Beni her sabah tekerlekli sandalyemle balkona hava almam için çıkartıp, sonra da içeri girip yemek hazırlarsın ya! İşte tam o sırada bu minik kumru balkonun kenarına konuverdi. Bana bakışı o kadar komikti ki 🙂 başını bir sağa bir sola çeviriyor, bir ileri bir geri adım atarak benim ne olduğu anlamaya çalışıyor ama bir türlü anlam veremiyordu…
Büyük ihtimalle tekerlekli sandalyemin tekerleklerini ayaklarım zannetmiş “ne kadar kocaman gövdesi ve ayakları var, acaba bu şey hangi türden” demiştir. Kendimi onun yerine koydum ve çok güldüm 😆 Çok da haklıydı. Tekerlekli sandalyemin koltuğu bedenim, tekerlekleri ise ayaklarım olmuştu. Üstelik beni farklı görmesi kadar doğal bir şey de yoktu. Çünkü ona göre normal olan şey, kendisine benzeyen canlılardı. Hatta “aman yahu bir kanadı bile yok, şimdi bu tüysüz nasıl uçacak ki” diye düşündüyse ne kadar komik olurdu. Bunları düşündükçe çoook güldüm 😆
Ben güldükçe onun bana karşı merakı fazlalaşıyor, garip sesler çıkartıp sanki bana sorular soruyor ve yaklaştıkça yaklaşıyordu, sonra birden bire gülmeyi kestim.

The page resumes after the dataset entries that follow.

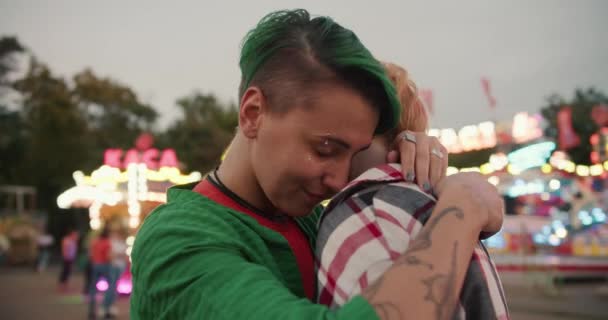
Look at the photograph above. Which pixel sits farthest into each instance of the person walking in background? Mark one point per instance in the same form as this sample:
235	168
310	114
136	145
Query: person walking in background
100	257
44	241
69	250
118	264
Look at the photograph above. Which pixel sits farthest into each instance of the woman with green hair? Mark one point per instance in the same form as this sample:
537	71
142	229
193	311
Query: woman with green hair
238	244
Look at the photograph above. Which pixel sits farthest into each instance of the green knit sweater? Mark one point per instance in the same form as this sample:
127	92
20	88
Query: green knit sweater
196	259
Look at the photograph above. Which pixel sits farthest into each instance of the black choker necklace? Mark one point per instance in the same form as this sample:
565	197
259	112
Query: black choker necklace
214	179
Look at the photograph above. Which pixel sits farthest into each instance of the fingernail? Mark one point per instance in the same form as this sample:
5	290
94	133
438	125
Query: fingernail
410	176
427	187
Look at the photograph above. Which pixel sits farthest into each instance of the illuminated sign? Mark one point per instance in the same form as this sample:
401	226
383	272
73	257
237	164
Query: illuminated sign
526	127
114	158
473	137
531	156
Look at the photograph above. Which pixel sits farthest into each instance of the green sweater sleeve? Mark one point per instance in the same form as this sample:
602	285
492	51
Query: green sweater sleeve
181	271
231	288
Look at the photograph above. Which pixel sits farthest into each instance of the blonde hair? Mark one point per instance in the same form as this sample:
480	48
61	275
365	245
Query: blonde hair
413	114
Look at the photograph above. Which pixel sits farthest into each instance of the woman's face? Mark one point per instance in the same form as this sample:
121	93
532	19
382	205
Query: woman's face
303	156
373	156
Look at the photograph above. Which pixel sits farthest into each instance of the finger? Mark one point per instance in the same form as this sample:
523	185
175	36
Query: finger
392	156
445	159
407	154
422	162
436	169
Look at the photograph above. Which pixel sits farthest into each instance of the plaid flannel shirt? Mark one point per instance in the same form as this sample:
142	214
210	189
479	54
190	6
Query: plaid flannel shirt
370	223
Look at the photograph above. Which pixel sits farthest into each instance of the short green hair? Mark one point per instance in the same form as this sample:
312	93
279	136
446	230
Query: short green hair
288	48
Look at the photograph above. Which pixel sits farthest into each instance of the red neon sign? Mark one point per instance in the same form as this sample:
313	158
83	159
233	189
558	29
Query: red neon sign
150	157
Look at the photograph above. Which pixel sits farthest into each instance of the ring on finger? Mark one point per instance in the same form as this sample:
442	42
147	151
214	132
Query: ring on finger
437	153
408	136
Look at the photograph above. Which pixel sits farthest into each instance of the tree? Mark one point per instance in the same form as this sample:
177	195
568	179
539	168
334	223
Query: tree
203	132
12	131
8	47
55	127
115	115
582	103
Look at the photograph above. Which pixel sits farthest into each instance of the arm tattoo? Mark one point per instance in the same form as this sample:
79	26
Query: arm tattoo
423	240
440	287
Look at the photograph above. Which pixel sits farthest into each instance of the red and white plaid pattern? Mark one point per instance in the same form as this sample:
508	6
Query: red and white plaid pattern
370	223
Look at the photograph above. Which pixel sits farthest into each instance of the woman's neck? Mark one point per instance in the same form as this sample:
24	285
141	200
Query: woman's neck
238	176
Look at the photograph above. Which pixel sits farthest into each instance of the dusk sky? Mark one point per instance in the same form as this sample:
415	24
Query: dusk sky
167	49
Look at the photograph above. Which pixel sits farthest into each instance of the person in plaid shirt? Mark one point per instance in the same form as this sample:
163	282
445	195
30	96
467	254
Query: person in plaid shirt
372	222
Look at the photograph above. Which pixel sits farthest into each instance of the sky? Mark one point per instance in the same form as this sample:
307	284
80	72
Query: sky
168	49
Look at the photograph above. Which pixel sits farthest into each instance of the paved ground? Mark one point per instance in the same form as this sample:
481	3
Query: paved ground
26	295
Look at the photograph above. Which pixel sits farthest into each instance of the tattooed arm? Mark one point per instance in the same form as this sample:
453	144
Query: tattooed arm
425	282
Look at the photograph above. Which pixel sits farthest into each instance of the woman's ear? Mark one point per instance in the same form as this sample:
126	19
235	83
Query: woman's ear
251	111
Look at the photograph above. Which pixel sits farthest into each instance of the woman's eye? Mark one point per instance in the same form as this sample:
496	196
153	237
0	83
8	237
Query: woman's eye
324	149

[quote]Sevgi, bir lisana ihtiyaç duymuyordu.[/quote]
O an anladığım şey, kumrunun benden kaçmadığı, beni ne kadar farklı görürse görsün, sevgiyle beni anlamaya çalıştığıydı. Benden 30 kat küçük bir kumru kaçmıyor ve beni anlamak için çaba sarf ediyordu. Aynı kelimeler onlarca defa zihnimde tekrarlandı durdu. Kutsal bir an’ın içinde saf bir sevgi ile bu kumru yüreğime sıcacık dokunuvermişti. Tam o anda karşı balkondaki diğer kumruları görünce birden kanatlandı ve onların yanına doğru uçtu.
Her gece günlüğüm ile buluşmayı hasretle bekliyorum. Yaşadıklarımızı yazıyor ve yaşadığım her bir olayı sevgiyle anlamaya çalışıyorum.
İşte bu günde minicik bir kumru sayesinde insanlarında bizden neden uzaklaştığını anladım anneciğim.
[quote] Her canlı kendine benzeyen diğer canlılarla birlikte olmayı seçiyordu.[/quote]
Ama bunların hiçbirinin önemi yok. Asıl önemli olanşey; birbirimize hiç benzemediğimiz halde minicik bir kumrunun bile dakikalarca beni anlamak için çaba sarf etmesiydi . O beni anlamak için çok uğraştı anneciğim, biliyorum çok uğraştı. Peki ya insanlar? İnsanlar neden yeterince çaba sarf etmiyordu anneciğim.
Acaba o kumru, yarın da gelir mi dersin, gelir mi?